コーヒーが苦いんじゃない。あなたがいるから渋い顔になるんです。

しおりを挟む
 ガヤガヤ、と賑やかな店内で私は気まずい気分でいた。

「…最近沙織さんがよく亮介を訪ねるようになってな。君はなにか聞いてるか?」
「…もう、終わった関係だとは言われました」
「…そうか」

 そう言ってブレンドコーヒーを飲むのは橘兄だ。
 …なんで私この人と茶をしばいてるんだろう?

 会話することないし。仲いいわけでもないし。
 私が休憩がてら入ったコーヒーショップについて来たんだよこの人。
 よくわかんないわ。

 苦々しい顔でコーヒーを飲んでいると、橘兄が私の方にシュガーポットを寄せてきたが…違う、そうじゃない。

「…中二の頃だったか。二人が交際を始めたのは。同じ委員会だったのがきっかけだったらしい」

 橘先輩と沙織さんの話を語りだしたので相手の意図がわからず私は黙って聞いていた。
 だけど聞きたくないよーな…気になるよーな…

「受験に支障がない交際をしていたと思う。二人も学業を優先していたし。だけどまぁあの落ち…弟が私立受験で高熱を出して本命校に落ちてしまって…それからすれ違いだな」

 今、落ちこぼれって言いそうになったのを言い直したな。まぁ目を瞑ってやろう。
 私は理由として考えていたうちの一つを上げてみる。
 
「…男のプライド的ななにかですかね」
「…それもあるかもしれないが…ほら沙織さんは美人だろう。同じ学校の男子生徒と一緒に帰ってる姿や仲睦まじい姿を幾度となく目撃したようで…二人の間でどんなやり取りをしたかまでは知らないが…二人の間に距離が生まれた」
「…あー…」

 あーなんかわかっちゃった。
 なるほど。
 …先輩真面目だからそれを見て考え込んでしまったんだろう。
 しかも負い目もあって沙織さんに問い詰めるのも出来ないと言うか……受験失敗したのが引き金になって自分に自信が持てなくなったのだろうか。
 目の前の橘兄とかも原因だとは思うんだけどね。
 
 男女の仲って難しいなぁ。


「最終的に音信不通の形で別れたと聞いてる。だから亮介はその気がないとは思う。…だが沙織さんは」
「…橘さん、大丈夫です。私そういうのは求めてませんから」
「は?」
「私は先輩が好きです。だけど想いを伝える気はありません。後輩として先輩の卒業を見送るつもりです」

 私の言葉に橘兄は目を見張った。
 まるで「何故」と問いかけているかのような表情に私は苦笑いする。だけどその問いに答える気はない。
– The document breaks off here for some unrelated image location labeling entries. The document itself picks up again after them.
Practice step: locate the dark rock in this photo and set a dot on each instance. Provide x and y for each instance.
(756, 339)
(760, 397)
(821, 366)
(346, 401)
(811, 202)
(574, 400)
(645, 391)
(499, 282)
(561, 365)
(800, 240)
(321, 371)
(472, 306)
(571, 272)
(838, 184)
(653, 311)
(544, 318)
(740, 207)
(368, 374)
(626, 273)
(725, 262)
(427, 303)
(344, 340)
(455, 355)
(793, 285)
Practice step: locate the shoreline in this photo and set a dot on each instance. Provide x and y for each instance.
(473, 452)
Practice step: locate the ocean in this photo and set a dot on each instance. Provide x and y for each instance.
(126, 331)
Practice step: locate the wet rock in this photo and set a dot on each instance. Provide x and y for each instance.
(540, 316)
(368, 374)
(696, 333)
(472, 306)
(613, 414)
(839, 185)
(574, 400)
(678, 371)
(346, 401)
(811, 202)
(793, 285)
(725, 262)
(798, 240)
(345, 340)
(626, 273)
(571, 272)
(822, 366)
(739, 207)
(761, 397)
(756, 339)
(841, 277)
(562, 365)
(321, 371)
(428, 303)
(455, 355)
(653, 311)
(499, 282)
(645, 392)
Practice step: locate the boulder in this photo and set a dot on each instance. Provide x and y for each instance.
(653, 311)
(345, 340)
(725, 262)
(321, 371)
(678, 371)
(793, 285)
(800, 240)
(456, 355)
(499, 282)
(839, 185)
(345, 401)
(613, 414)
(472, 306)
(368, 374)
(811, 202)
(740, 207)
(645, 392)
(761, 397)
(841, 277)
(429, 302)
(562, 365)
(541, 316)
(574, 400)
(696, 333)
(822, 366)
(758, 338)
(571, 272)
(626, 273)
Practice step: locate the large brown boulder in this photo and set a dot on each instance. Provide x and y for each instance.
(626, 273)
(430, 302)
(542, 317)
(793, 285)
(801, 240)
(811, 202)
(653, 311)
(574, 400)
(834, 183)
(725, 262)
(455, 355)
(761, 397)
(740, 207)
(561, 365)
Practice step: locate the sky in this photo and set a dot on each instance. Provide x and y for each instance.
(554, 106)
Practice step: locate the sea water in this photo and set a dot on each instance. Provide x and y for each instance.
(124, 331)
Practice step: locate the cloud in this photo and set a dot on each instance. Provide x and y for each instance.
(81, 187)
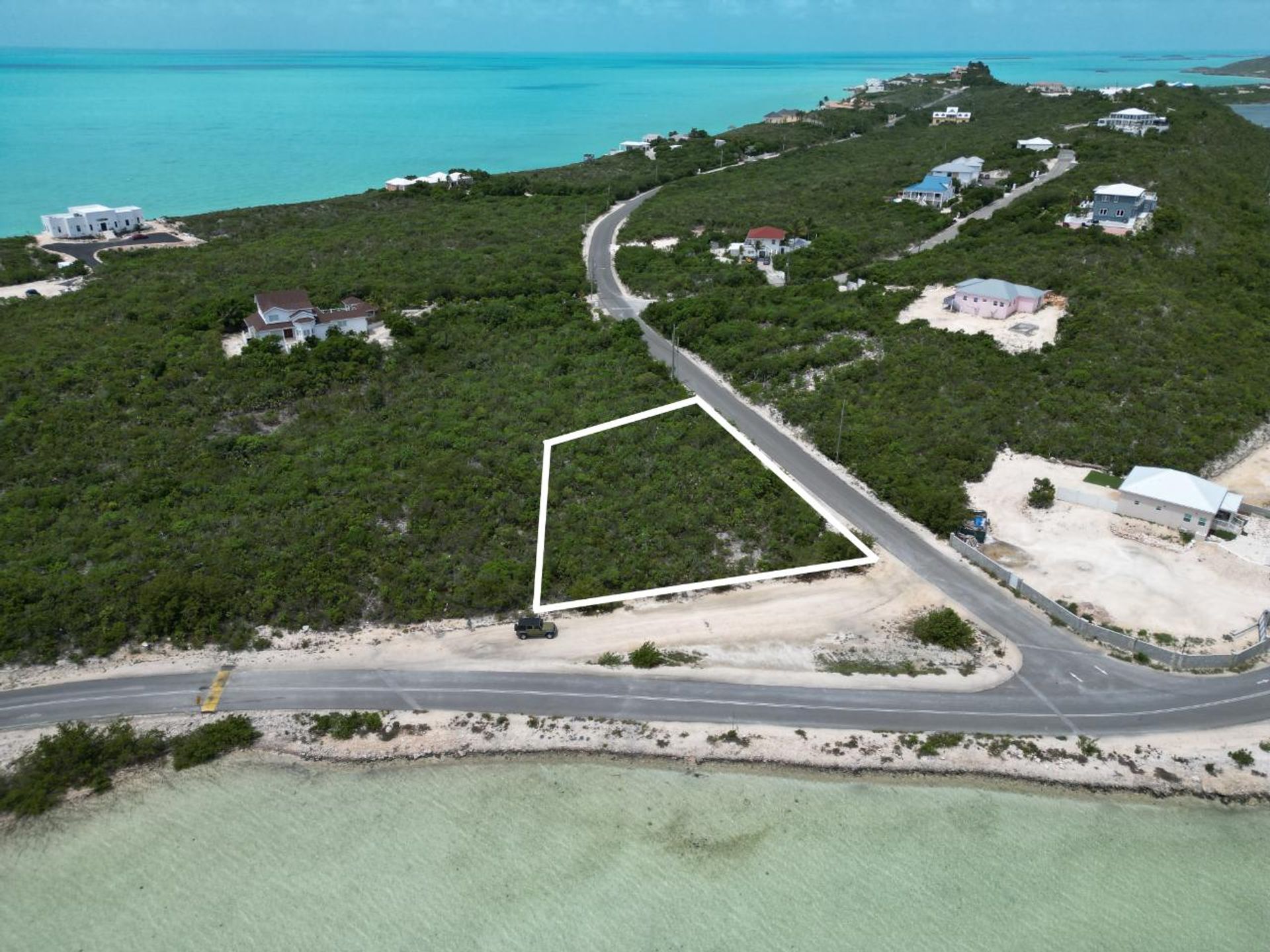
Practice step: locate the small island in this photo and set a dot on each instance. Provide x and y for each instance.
(1256, 66)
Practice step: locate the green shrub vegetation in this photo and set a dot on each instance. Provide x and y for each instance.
(1042, 494)
(945, 629)
(341, 727)
(1242, 758)
(669, 500)
(23, 262)
(75, 757)
(647, 655)
(926, 411)
(210, 740)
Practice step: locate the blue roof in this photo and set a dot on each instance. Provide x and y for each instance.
(999, 290)
(931, 183)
「それにしても橘さんと私がこんな風にお茶してるのもおかしな話ですよね」
「…ああそうだな…俺はずっと君に謝ろうと思っていたんだ。…初対面のよく知らない人間に対して、大分失礼な発言をしてしまった。それに年長者としての態度ではなかった。許してほしいとは言わないが…済まなかった」
「……どうしたんですか? どこかに頭ぶつけたんですか?」
「…君も大概だな」

 いや本当にどうしたの? 
 なんでそんな殊勝な態度なの? 
 どうしてそんな友好的なの? 
 
 私は目の前の光景が信じられなくてフルフルと首を振って橘兄を見返す。
 橘兄は私の反応にムッと顔を顰めていつものムッスリ顔に戻った。

「…今まで君が返してきた言葉や態度に君という人物を見直したんだ。人を見た目で判断するのは間違っていたと反省しただけだ。…俺は検事になる目標があるというのに、偏見で視界を曇らせていた。自分で自分を情けなく思っている」
「橘さん…まぁ、水に流せるわけではないんですけど…私も大概失礼なこと言ってるんで。…私も年上の人に対して取る態度ではなかったです。すいませんでした」

 私が頭を下げて顔をあげると、橘兄は苦笑いしていた。
 この話は終わりとばかりに橘兄はさっきの話を蒸し返してきた。

「それで何故なんだ? 何故諦めるんだ?」
「なんすか橘さん恋バナに飢えてるんですか? マジウケる~」
「君な…」
 
 ワザとふざけた反応をしてみたのだが、橘兄は呆れた顔を向けてくる。
 私は冷めてしまったコーヒーを口にして顔を顰めた。「ほら砂糖入れれば良かっただろう」と橘兄が言ってくるが、違うんだ。冷めたコーヒーってあまり美味しくないだろ。
 

「…兄さんに田端…?」

 マグカップの中の冷めたコーヒーを睨みつけていた私だったがその声に顔を上げるとそこには制服姿の橘先輩と…沙織さんの姿があった。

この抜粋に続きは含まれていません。